La littérature récente a mis en évidence un lien statistique entre la fibrillation auriculaire (FA) et la diminution des fonctions cognitives (1-4). La question maintenant est de savoir s’il y a une relation de cause à effet et quel pourrait en être le mécanisme ? Il y a très grossièrement deux causes fréquentes de démences, les causes dégénératives et les causes vasculaires. A priori on pencherait plutôt pour les secondes… mais comme on ignore beaucoup de choses (en fait, à peu près tout) sur les causes des maladies neurologiques dégénératives, on ne peut rien exclure.

Les différentes hypothèses

La première hypothèse qui vient à l’esprit du rythmologue est que la FA peut être cause de multiples embolies cérébrales plus ou moins silencieuses et que c’est cela qui à force ampute les capacités cognitives. La première étude montrant l’incidence très élevée des embols passés inaperçus est probablement l’étude SPINAF au cours de laquelle on a fait un scanner cérébral chez des patients en FA dans le but d’exclure ceux qui avaient fait un infarctus cérébral asymptomatique : 15% des patients sans aucun antécédent neurologique étaient dans ce cas(5). Mais on sait aussi que la FA peut diminuer le débit cardiaque et cérébral et peut-être ainsi altérer le fonctionnement des neurones. Ainsi une méta-analyse récente(6) montre que chez un patient en insuffisance cardiaque, le risque d’atteinte cognitive est doublé s’il a de la FA.

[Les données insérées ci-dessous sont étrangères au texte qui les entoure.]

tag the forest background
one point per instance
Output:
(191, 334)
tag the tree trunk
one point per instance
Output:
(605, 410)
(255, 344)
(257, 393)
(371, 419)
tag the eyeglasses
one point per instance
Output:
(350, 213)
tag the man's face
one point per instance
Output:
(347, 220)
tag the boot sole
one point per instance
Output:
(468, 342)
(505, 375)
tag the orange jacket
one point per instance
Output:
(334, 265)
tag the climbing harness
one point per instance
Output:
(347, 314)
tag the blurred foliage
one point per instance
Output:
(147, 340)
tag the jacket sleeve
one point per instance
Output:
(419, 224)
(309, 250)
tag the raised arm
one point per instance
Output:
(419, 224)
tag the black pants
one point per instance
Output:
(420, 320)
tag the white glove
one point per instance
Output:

De fait, chez des patients en FA, on observe une diminution de taille à la fois de la matière grise et de la substance blanche, en même temps qu’une diminution des capacités de mémoire, même en l’absence de cicatrice d’infarctus cérébral(7).

De façon plus générale, que trouve-t-on dans le cerveau des patients en FA ? A l’autopsie(8), on note presque 2 fois plus d’infarctus cérébraux chez les patients ayant eu de la FA, dont un tiers passés inaperçus cliniquement. En revanche, il n’y a pas d’augmentation significative des lésions caractéristiques de la maladie d’Alzheimer, les plaques amyloïdes et les neurofilaments de protéine Tau.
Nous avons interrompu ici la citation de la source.